Army working on strategy to prepare networks, workforce for digital transformation
The U.S. Army is developing an enterprise digital strategy as the service prepares its networks and workforce for multidomain operations, the service’s new chief information officer said Friday.
In his first public appearance Friday, Raj Iyer, the first civilian CIO of the Army, outlined his priorities for reforming the Army’s approach to IT after the service split its CIO/G-6 office into two positions to better align its IT positions as the service unifies its global enterprise and tactical networks. Iyer, who started his job in December, will work closely with Lt. Gen. John Morrison, the Army’s first deputy chief of staff for the G-6. Lt. Col. Mary Ricks, an Army spokesperson, said the service hasn’t confirmed a date to release the strategy.
The plan, Iyer said, will go beyond addressing IT infrastructure plans, outlining how the Army will prepare its workforce for the digital age by changing culture and fostering innovation. “It’s about how we leverage technologies, and how we’re going to … leapfrog into the future with digital transformation,” he said. “But along with that, we’re going to need digital skills, talent management.”
While Iyer has a massive undertaking as the Army prepares for future war-fighting needs, one of his priorities is to control the service’s IT spending. The Army is continually over budget on IT, allotting about $14-15 billion, but spending $16-17 billion, said.

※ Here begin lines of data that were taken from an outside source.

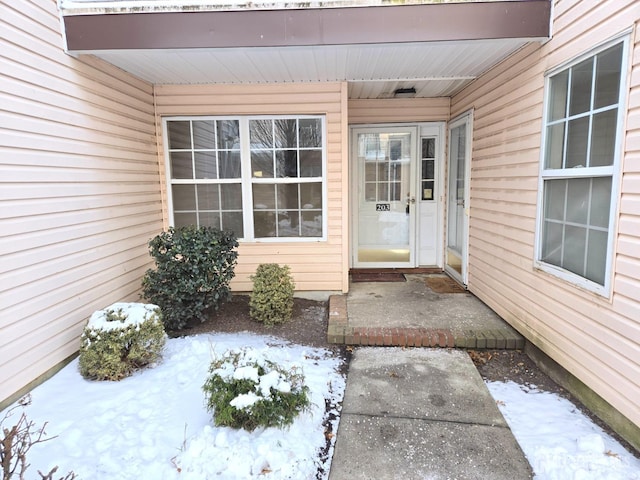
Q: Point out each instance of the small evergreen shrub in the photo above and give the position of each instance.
(271, 301)
(245, 390)
(121, 339)
(194, 266)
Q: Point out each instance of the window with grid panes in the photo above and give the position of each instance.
(582, 132)
(259, 177)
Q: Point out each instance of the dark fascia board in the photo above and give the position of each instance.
(306, 27)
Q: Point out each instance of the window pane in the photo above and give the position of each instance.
(600, 202)
(181, 165)
(581, 79)
(205, 163)
(370, 171)
(310, 133)
(311, 224)
(232, 221)
(264, 197)
(229, 164)
(231, 196)
(370, 192)
(395, 190)
(184, 197)
(209, 219)
(286, 133)
(554, 199)
(383, 171)
(288, 197)
(185, 219)
(608, 77)
(603, 136)
(383, 192)
(310, 163)
(286, 163)
(179, 135)
(311, 195)
(558, 96)
(597, 256)
(228, 134)
(578, 200)
(577, 136)
(262, 164)
(555, 146)
(427, 190)
(428, 169)
(575, 239)
(288, 223)
(261, 133)
(264, 224)
(428, 147)
(552, 244)
(208, 197)
(204, 134)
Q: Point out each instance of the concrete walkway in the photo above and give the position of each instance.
(421, 414)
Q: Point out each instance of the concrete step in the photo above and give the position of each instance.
(340, 331)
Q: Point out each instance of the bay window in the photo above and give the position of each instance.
(261, 177)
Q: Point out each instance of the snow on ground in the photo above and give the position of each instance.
(560, 442)
(154, 424)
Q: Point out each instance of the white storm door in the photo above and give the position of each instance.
(458, 198)
(384, 229)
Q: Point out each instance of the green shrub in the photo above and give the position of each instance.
(245, 390)
(194, 266)
(121, 339)
(271, 300)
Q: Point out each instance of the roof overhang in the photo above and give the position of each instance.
(445, 45)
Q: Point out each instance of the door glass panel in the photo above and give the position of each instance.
(428, 168)
(384, 162)
(456, 240)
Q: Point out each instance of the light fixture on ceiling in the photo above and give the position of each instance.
(404, 92)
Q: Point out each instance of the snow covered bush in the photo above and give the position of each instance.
(121, 339)
(271, 300)
(194, 266)
(246, 390)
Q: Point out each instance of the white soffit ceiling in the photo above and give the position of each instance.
(373, 71)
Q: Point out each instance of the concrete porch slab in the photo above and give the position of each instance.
(411, 314)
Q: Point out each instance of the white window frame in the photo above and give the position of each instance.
(246, 178)
(612, 171)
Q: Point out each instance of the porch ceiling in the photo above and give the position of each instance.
(436, 48)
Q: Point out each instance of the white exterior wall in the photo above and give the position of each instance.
(79, 191)
(597, 339)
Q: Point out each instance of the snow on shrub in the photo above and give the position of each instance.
(121, 339)
(246, 390)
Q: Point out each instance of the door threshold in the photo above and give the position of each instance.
(416, 270)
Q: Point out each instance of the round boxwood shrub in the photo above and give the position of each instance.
(246, 390)
(194, 266)
(271, 300)
(120, 339)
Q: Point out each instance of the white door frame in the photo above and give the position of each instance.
(435, 129)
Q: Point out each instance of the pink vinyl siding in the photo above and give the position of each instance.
(321, 265)
(594, 337)
(79, 191)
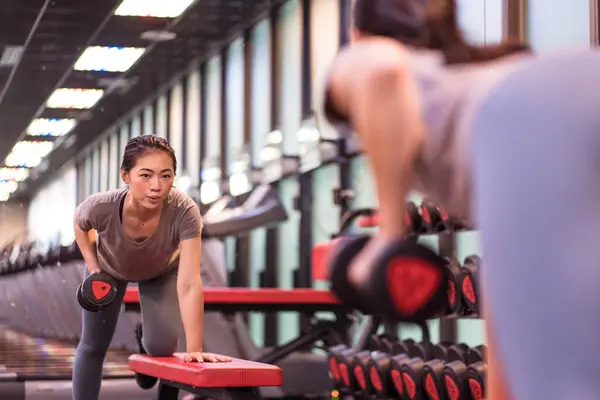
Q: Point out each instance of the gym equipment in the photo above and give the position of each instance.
(455, 302)
(380, 372)
(262, 208)
(434, 217)
(37, 368)
(413, 219)
(238, 379)
(226, 331)
(97, 292)
(433, 370)
(476, 380)
(469, 283)
(332, 362)
(345, 251)
(456, 378)
(408, 282)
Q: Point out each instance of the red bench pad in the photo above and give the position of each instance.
(237, 373)
(255, 296)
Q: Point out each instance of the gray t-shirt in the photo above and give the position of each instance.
(134, 261)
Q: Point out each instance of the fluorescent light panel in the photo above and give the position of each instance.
(28, 154)
(7, 188)
(153, 8)
(50, 127)
(110, 59)
(11, 56)
(14, 174)
(74, 98)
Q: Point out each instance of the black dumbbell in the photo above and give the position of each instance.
(433, 371)
(334, 371)
(345, 250)
(360, 370)
(413, 219)
(476, 380)
(97, 292)
(456, 374)
(385, 342)
(407, 281)
(415, 371)
(405, 369)
(469, 283)
(384, 382)
(454, 293)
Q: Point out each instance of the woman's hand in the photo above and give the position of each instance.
(360, 268)
(205, 357)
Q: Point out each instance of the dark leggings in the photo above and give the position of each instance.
(161, 322)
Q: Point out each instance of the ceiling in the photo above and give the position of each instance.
(41, 41)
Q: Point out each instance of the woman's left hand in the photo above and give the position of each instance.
(205, 357)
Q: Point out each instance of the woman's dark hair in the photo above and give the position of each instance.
(140, 145)
(431, 24)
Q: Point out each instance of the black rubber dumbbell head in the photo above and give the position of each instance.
(455, 378)
(408, 283)
(334, 370)
(469, 283)
(345, 250)
(379, 374)
(97, 292)
(454, 294)
(476, 380)
(396, 364)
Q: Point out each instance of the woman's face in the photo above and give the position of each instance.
(151, 178)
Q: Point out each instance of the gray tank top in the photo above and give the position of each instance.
(133, 260)
(449, 98)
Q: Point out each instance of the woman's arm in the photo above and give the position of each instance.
(86, 240)
(371, 86)
(191, 294)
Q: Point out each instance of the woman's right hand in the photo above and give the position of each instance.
(94, 269)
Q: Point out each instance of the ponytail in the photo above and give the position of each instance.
(431, 24)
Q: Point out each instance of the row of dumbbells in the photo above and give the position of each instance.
(406, 370)
(426, 218)
(28, 256)
(463, 286)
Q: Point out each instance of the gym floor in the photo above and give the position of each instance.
(45, 367)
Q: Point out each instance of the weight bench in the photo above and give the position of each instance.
(238, 379)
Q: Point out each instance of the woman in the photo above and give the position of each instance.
(507, 139)
(148, 232)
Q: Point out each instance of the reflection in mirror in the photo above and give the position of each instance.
(210, 189)
(240, 172)
(315, 150)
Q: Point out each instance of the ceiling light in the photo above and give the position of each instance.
(110, 59)
(158, 36)
(11, 56)
(74, 98)
(14, 174)
(50, 127)
(153, 8)
(7, 188)
(28, 154)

When Iyer started, he said the then-secretary of the Army instructed him to manage the service’s IT portfolio like a business. Iyer said that goal has two parts: controlling costs and increasing revenue, which for the Army would mean enabling missions with IT. To control costs, Iyer said, the service will have to divest from legacy systems and invest in time- and cost-saving technologies, such as automation. To enable missions, he said the CIO’s office must be “front and center” to Army modernization, working closely with Army Futures Command.
For the Army to succeed, the service must rewrite policies to makes it easier to acquire and sustain new technologies, such as cloud computing, that are integral to the multidomain fight, Iyer said.
In his first few weeks on the job, he’s been talking with four-star and three-star commanders across the Army about what challenges they want to solve using new technologies.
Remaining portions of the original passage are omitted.